Risk management consists of defined steps which help us understand risks and their impact. Good risk management awareness and practice at all levels is a critical success factor for any organisation and needs to be seen as integral to effective management practice. It is recognised that risk is present in any organisation and therefore needs to be continuously managed in a systematic and consistent manner in all areas: patient, staff, health and safety, environmental, organisational, financial and commercial.
The risk management process can be applied to any situation where an undesired or unexpected outcome could be significant or where opportunities are identified.
The Risk Management Process
A commonly adopted system of risk management is the AS/NZ Guidance which can be obtained via the link to this page but is not a free resource. In this guidance it is recognised that the main elements of the risk management process is to:
|Establish the context
||Establish the strategic, organisational and risk management context in which the rest of the process will take place. Criteria against which risk will be evaluated should be established and the structure of the analysis defined.
||Identify what, why and how things can arise as the basis for further analysis.
||Determine the existing controls and analyse risks in terms of consequence and likelihood in the context of those controls. The analysis should consider the range of potential consequences and how likely those consequences are to occur. Consequence and likelihood may be combined to produce an estimated level of risk.
||Compare estimated levels of risk against the pre-established criteria. This enables risks to be ranked so as to identify management priorities. If the levels of risk established are low, then risks may fall into an acceptable category and treatment may not be required.
||Accept and monitor low-priority risks. For other risks, develop and implement a specific management plan which includes consideration of funding.
|Monitor and review
||Monitor and review the performance of the risk management system and changes which might affect it.
|Communicate and consult
||Communicate and consult with internal and external stakeholders as appropriate at each stage of the risk management process and concerning the process as a whole.
Local Health Boards (LHBs) need to continuously work to manage and minimise risks of harm to people, services and the organisation itself to an acceptable level and to prevent recurrence of incidents wherever possible. A comprehensive risk management programme needs to support the management of risk through a co-ordinated, integrated and systematic approach. The Welsh Government (WG) sets out in its framework Putting Things Right the importance of an integrated system of risk management to enable the effective management of risk.
Risk Management Culture
Significant benefit from good risk management practice will come via ownership of risk management throughout the organisation. This is where the importance of promoting a culture of openness within a learning environment is paramount. Staff must be trained, encouraged and supported through strong leadership to take a proactive role in identifying and reporting risks and "near misses" and taking appropriate actions to resolve problems at source, wherever possible.
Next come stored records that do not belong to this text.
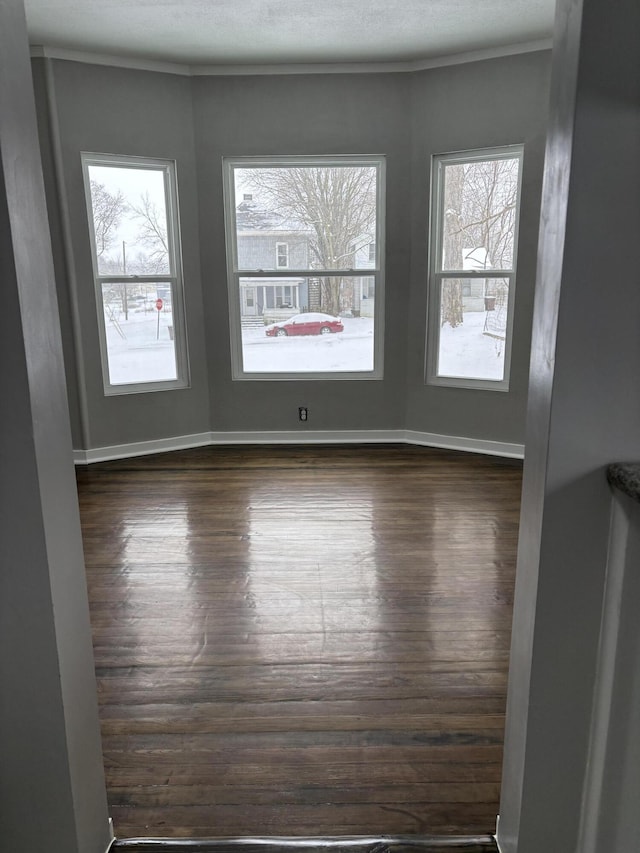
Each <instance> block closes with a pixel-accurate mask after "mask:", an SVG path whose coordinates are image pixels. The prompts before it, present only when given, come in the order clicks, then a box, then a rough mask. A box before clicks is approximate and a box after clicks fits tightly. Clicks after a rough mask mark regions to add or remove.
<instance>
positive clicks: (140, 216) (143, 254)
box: [128, 193, 169, 275]
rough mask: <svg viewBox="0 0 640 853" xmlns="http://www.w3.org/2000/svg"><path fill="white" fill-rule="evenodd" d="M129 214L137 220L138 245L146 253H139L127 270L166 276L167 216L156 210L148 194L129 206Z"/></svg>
mask: <svg viewBox="0 0 640 853" xmlns="http://www.w3.org/2000/svg"><path fill="white" fill-rule="evenodd" d="M128 210H129V213H130V215H131V218H132V219H133V220H137V222H138V224H139V230H138V234H137V238H136V243H137V244H138V245H141V246H144V247H145V249H147V251H145V252H139V253H138V254H137V255H136V256H135V258H133V259H132V260H131V262H130V264H129V269H130V270H131V271H132V272H136V273H138V274H142V275H153V274H155V273H158V274H160V273H161V274H167V273H168V272H169V243H168V239H167V216H166V212H165V210H164V209H162V210H158V206H157V205H156V204H155V202H153V201H152V200H151V198H150V196H149V193H143V194H142V195H141V196H140V202H139V204H129V206H128Z"/></svg>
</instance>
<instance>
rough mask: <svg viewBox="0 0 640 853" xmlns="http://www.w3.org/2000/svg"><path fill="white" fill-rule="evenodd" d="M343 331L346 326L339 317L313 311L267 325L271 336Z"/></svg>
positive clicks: (327, 334)
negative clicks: (320, 313)
mask: <svg viewBox="0 0 640 853" xmlns="http://www.w3.org/2000/svg"><path fill="white" fill-rule="evenodd" d="M343 331H344V326H343V325H342V320H340V318H339V317H332V316H331V315H330V314H320V313H319V312H317V311H311V312H309V313H307V314H296V315H295V316H294V317H290V318H289V319H288V320H283V321H282V322H281V323H272V324H271V325H270V326H267V327H266V329H265V334H266V335H268V337H270V338H276V337H277V338H284V337H286V336H287V335H329V334H331V333H332V332H343Z"/></svg>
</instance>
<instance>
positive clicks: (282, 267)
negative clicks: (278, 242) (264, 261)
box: [276, 243, 289, 269]
mask: <svg viewBox="0 0 640 853" xmlns="http://www.w3.org/2000/svg"><path fill="white" fill-rule="evenodd" d="M276 266H277V267H278V269H282V268H283V267H285V268H286V267H288V266H289V246H288V244H287V243H276Z"/></svg>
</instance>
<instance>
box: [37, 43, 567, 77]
mask: <svg viewBox="0 0 640 853" xmlns="http://www.w3.org/2000/svg"><path fill="white" fill-rule="evenodd" d="M552 46H553V40H552V39H550V38H549V39H538V40H536V41H528V42H523V43H521V44H513V45H506V46H502V47H496V48H486V49H483V50H472V51H467V52H465V53H456V54H451V55H449V56H438V57H434V58H433V59H418V60H411V61H409V62H327V63H313V64H296V63H291V64H286V65H265V64H262V65H246V64H245V65H184V64H180V63H175V62H161V61H157V60H151V59H140V58H136V57H126V56H113V55H110V54H102V53H91V52H89V51H79V50H67V49H66V48H61V47H50V46H47V45H34V46H32V47H31V56H32V57H34V58H44V59H59V60H65V61H67V62H82V63H86V64H89V65H105V66H110V67H112V68H130V69H133V70H137V71H155V72H159V73H162V74H177V75H180V76H183V77H234V76H269V75H272V76H277V75H293V74H301V75H305V74H394V73H396V74H397V73H405V74H406V73H412V72H416V71H428V70H430V69H433V68H444V67H446V66H449V65H463V64H465V63H470V62H483V61H485V60H488V59H500V58H501V57H505V56H515V55H518V54H522V53H534V52H537V51H542V50H551V48H552Z"/></svg>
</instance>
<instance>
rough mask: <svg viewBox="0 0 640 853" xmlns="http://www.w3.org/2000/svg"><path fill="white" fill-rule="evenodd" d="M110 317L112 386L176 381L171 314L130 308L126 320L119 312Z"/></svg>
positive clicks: (109, 322) (110, 360)
mask: <svg viewBox="0 0 640 853" xmlns="http://www.w3.org/2000/svg"><path fill="white" fill-rule="evenodd" d="M158 313H159V314H160V318H159V319H160V325H159V327H158ZM113 316H114V318H116V319H115V321H114V319H112V318H110V317H109V316H106V317H105V326H106V330H107V350H108V353H109V380H110V382H111V384H112V385H125V384H128V383H132V382H162V381H163V380H171V379H176V377H177V371H176V353H175V347H174V342H173V341H172V340H171V337H170V335H169V328H168V327H169V326H170V325H171V324H172V322H173V314H172V312H171V311H169V310H167V309H166V308H163V310H162V311H160V312H157V311H156V310H155V308H152V309H147V310H145V309H142V308H133V309H131V310H130V311H129V318H128V319H127V320H125V319H124V314H123V313H122V312H120V313H119V314H117V315H116V314H114V315H113Z"/></svg>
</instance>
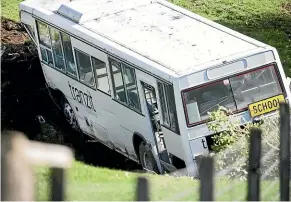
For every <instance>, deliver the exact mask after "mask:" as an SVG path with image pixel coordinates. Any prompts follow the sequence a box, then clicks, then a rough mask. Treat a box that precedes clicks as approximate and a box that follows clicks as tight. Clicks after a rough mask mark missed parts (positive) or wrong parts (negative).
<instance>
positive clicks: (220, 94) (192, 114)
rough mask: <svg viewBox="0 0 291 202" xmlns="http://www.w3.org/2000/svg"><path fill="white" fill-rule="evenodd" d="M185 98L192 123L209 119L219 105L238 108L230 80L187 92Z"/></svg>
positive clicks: (224, 81)
mask: <svg viewBox="0 0 291 202" xmlns="http://www.w3.org/2000/svg"><path fill="white" fill-rule="evenodd" d="M184 99H185V101H186V109H187V111H188V119H189V123H190V124H191V123H195V122H198V121H203V120H206V119H208V118H209V115H208V112H211V111H215V110H217V109H218V107H219V106H224V107H226V108H228V109H235V108H236V106H235V102H234V98H233V96H232V92H231V87H230V85H229V82H228V80H224V81H220V82H217V83H213V84H210V85H207V86H204V87H201V88H197V89H194V90H191V91H188V92H185V94H184Z"/></svg>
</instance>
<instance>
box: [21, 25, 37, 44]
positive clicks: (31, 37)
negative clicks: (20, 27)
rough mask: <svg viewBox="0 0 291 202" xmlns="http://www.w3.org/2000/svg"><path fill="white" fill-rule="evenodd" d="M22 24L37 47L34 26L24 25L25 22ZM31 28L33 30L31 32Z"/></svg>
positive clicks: (24, 28) (25, 29)
mask: <svg viewBox="0 0 291 202" xmlns="http://www.w3.org/2000/svg"><path fill="white" fill-rule="evenodd" d="M21 24H22V26H23V27H24V29H25V30H26V32H27V33H28V35H29V36H30V38H31V40H32V41H33V42H34V44H35V45H37V43H36V36H35V29H34V26H32V25H29V24H27V23H24V22H22V23H21ZM30 28H31V30H30Z"/></svg>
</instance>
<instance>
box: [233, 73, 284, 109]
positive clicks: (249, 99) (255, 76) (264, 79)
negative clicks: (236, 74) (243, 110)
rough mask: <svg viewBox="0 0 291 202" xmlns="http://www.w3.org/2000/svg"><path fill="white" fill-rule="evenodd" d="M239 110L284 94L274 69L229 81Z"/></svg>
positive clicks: (236, 78) (245, 76) (244, 75)
mask: <svg viewBox="0 0 291 202" xmlns="http://www.w3.org/2000/svg"><path fill="white" fill-rule="evenodd" d="M229 81H230V84H231V87H232V90H233V93H234V98H235V101H236V104H237V107H238V109H242V108H246V107H248V105H249V104H250V103H253V102H256V101H259V100H263V99H266V98H268V97H272V96H274V95H278V94H280V93H281V92H282V90H281V87H280V84H279V81H278V78H277V75H276V72H275V69H274V67H268V68H265V69H260V70H257V71H253V72H250V73H247V74H243V75H239V76H236V77H233V78H230V79H229Z"/></svg>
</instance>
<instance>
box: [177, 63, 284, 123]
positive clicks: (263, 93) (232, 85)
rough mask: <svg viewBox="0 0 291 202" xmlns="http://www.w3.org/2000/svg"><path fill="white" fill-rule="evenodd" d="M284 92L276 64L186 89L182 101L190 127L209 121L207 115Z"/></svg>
mask: <svg viewBox="0 0 291 202" xmlns="http://www.w3.org/2000/svg"><path fill="white" fill-rule="evenodd" d="M281 93H282V89H281V86H280V84H279V81H278V77H277V74H276V71H275V67H274V65H271V66H267V67H263V68H260V69H257V70H255V71H251V72H247V73H244V74H241V75H238V76H233V77H229V78H227V79H224V80H221V81H216V82H214V83H211V84H207V85H204V86H201V87H198V88H192V89H187V90H184V91H183V93H182V95H183V102H184V105H185V113H186V118H187V123H188V125H193V124H197V123H199V122H201V121H205V120H207V119H208V118H209V115H208V112H211V111H215V110H217V109H218V107H219V106H223V107H225V108H227V109H230V110H232V111H238V110H244V109H246V108H247V107H248V105H249V104H251V103H253V102H256V101H260V100H263V99H266V98H269V97H272V96H275V95H278V94H281Z"/></svg>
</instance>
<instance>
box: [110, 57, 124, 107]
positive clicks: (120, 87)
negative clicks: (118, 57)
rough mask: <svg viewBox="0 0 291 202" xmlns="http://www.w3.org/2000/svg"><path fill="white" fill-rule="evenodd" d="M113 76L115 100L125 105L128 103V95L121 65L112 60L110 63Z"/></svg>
mask: <svg viewBox="0 0 291 202" xmlns="http://www.w3.org/2000/svg"><path fill="white" fill-rule="evenodd" d="M110 65H111V70H112V75H113V87H114V95H115V98H116V99H117V100H119V101H121V102H123V103H127V100H126V93H125V88H124V83H123V78H122V71H121V63H120V62H117V61H114V60H111V62H110Z"/></svg>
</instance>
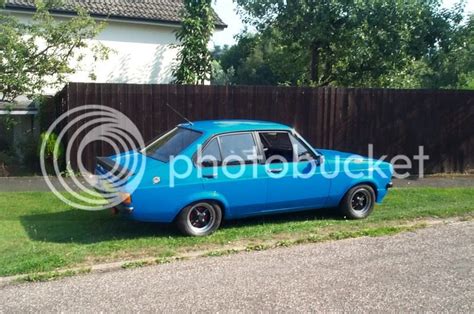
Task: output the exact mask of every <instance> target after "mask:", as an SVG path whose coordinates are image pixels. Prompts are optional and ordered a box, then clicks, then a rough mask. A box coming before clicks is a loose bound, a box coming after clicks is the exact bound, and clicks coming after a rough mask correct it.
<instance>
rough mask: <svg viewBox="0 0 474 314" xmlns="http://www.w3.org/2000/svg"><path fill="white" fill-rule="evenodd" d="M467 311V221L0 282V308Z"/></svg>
mask: <svg viewBox="0 0 474 314" xmlns="http://www.w3.org/2000/svg"><path fill="white" fill-rule="evenodd" d="M24 311H28V312H38V311H40V312H51V311H54V312H84V311H86V312H99V311H104V312H131V311H133V312H135V311H142V312H148V311H157V312H164V313H167V312H191V311H192V312H217V311H220V312H229V311H238V312H241V311H245V312H256V311H263V312H274V311H285V312H309V311H347V312H354V311H371V312H372V311H374V312H375V311H376V312H386V311H391V312H406V311H412V312H413V311H423V312H426V311H435V312H441V311H442V312H456V313H458V312H465V313H468V312H473V311H474V222H462V223H452V224H449V225H441V226H437V227H432V228H428V229H423V230H419V231H417V232H416V233H412V232H410V233H404V234H399V235H396V236H393V237H380V238H359V239H349V240H341V241H334V242H327V243H322V244H313V245H301V246H295V247H290V248H281V249H274V250H269V251H262V252H251V253H242V254H237V255H231V256H225V257H212V258H203V259H198V260H192V261H182V262H175V263H171V264H164V265H158V266H150V267H144V268H139V269H134V270H123V271H117V272H111V273H102V274H90V275H84V276H79V277H72V278H66V279H63V280H60V281H53V282H47V283H33V284H22V285H18V286H9V287H5V288H2V289H0V312H24Z"/></svg>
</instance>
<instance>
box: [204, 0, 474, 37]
mask: <svg viewBox="0 0 474 314" xmlns="http://www.w3.org/2000/svg"><path fill="white" fill-rule="evenodd" d="M457 2H458V0H443V6H444V7H447V8H450V7H452V6H453V5H454V4H455V3H457ZM213 7H214V10H215V11H216V12H217V14H218V15H219V16H220V17H221V19H222V20H223V21H224V23H226V24H227V25H228V26H227V28H226V29H225V30H223V31H220V32H216V33H214V36H213V37H212V42H211V46H214V45H216V46H217V45H219V46H223V45H226V44H227V45H233V44H235V39H234V36H235V35H237V34H238V33H240V31H241V30H243V29H244V27H245V25H244V24H243V23H242V21H241V20H240V17H239V16H238V15H237V13H236V12H235V9H236V6H235V4H234V2H233V1H232V0H215V1H214V3H213ZM466 12H467V13H474V0H466Z"/></svg>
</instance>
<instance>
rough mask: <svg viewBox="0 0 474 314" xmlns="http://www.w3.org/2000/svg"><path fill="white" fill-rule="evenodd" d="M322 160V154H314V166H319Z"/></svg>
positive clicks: (321, 162) (322, 162)
mask: <svg viewBox="0 0 474 314" xmlns="http://www.w3.org/2000/svg"><path fill="white" fill-rule="evenodd" d="M323 162H324V156H323V155H318V156H316V166H321V165H322V164H323Z"/></svg>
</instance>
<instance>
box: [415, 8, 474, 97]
mask: <svg viewBox="0 0 474 314" xmlns="http://www.w3.org/2000/svg"><path fill="white" fill-rule="evenodd" d="M424 61H425V63H426V67H425V69H424V71H423V72H422V73H421V75H420V77H421V85H422V86H424V87H430V88H437V87H443V88H466V89H474V14H471V15H470V16H469V18H468V20H467V23H466V24H464V25H462V26H461V27H460V29H459V30H458V31H457V32H455V33H454V34H453V36H452V37H451V38H450V40H449V42H447V43H446V44H445V45H444V46H443V47H440V49H437V50H436V51H434V52H433V53H432V54H430V55H428V56H426V58H425V60H424Z"/></svg>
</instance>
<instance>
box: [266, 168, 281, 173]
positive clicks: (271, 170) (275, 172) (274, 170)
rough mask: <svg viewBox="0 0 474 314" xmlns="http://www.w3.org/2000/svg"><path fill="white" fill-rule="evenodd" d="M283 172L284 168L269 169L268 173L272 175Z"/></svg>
mask: <svg viewBox="0 0 474 314" xmlns="http://www.w3.org/2000/svg"><path fill="white" fill-rule="evenodd" d="M282 171H283V168H275V169H268V172H271V173H280V172H282Z"/></svg>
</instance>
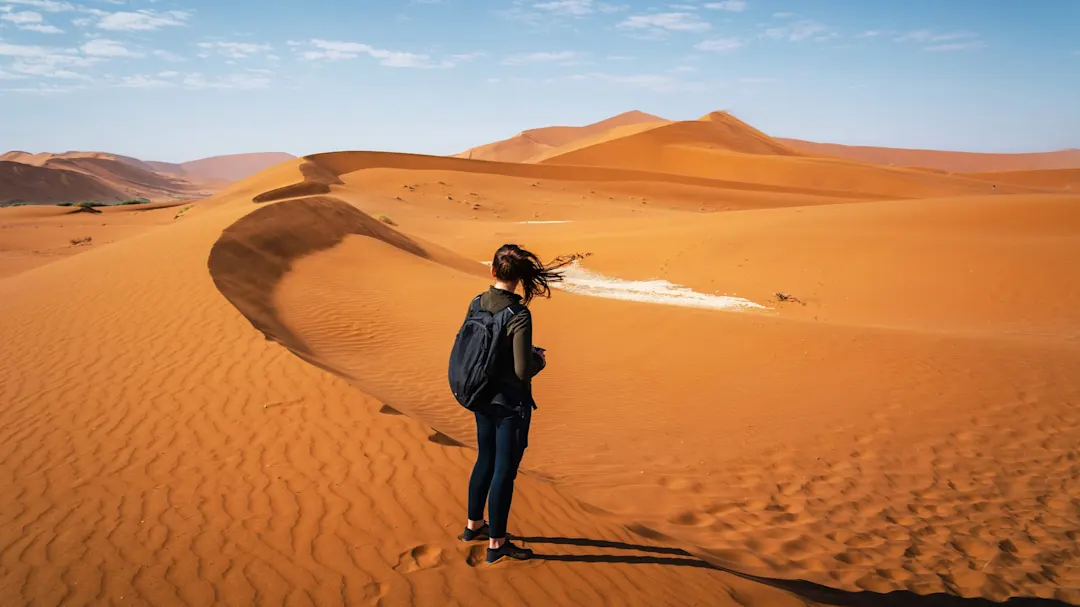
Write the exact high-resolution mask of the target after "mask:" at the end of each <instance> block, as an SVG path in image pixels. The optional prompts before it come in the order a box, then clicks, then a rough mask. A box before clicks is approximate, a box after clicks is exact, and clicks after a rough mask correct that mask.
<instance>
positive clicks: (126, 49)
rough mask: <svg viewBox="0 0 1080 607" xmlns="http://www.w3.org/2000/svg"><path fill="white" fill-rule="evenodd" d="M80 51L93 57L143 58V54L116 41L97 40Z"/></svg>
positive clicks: (95, 38) (106, 40)
mask: <svg viewBox="0 0 1080 607" xmlns="http://www.w3.org/2000/svg"><path fill="white" fill-rule="evenodd" d="M80 50H81V51H82V52H83V53H84V54H86V55H90V56H92V57H143V56H145V55H144V54H143V53H136V52H134V51H130V50H129V49H127V48H126V46H124V45H123V44H121V43H120V42H117V41H114V40H106V39H104V38H95V39H94V40H91V41H90V42H86V43H85V44H83V45H82V46H80Z"/></svg>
To this end the Incident Reporting system should not be seen as part of the disciplinary process.
Risk Management Systems
- Incident reporting and investigation of claims, complaints and incidents - reports produced demonstrate that lessons are learnt and that actions are put in place to make safe and prevent recurrence of these incidents as far as is possible.
- Risk Assessment - assessments can be produced proactively or reactively and must include patient, staff, health and safety, environmental, organisational, financial and commercial.
- Risk Profiling and Risk Registers - organisational wide comprehensive profile of key risk areas that is prioritised and managed by appropriate levels of the organisation and monitored for progress against actions at key levels.
- A system for fast tracking key events - to the Board and to external agencies such as the HSE (Health and Safety Executive), MHRA (Medicines and Healthcare Products Regulatory Agency) and National Patient Safety Agency (NPSA).
- A collection of strategies, policies, procedures and systems - to control the risks that would otherwise arise and ensure that care and services are delivered by competent staff who are aware of how to raise concerns.
The adoption of these principles and associated quality and Clinical Governance programmes will contribute towards improved effectiveness and enhanced services for patients and minimizing the resources that are diverted away from patients and service users.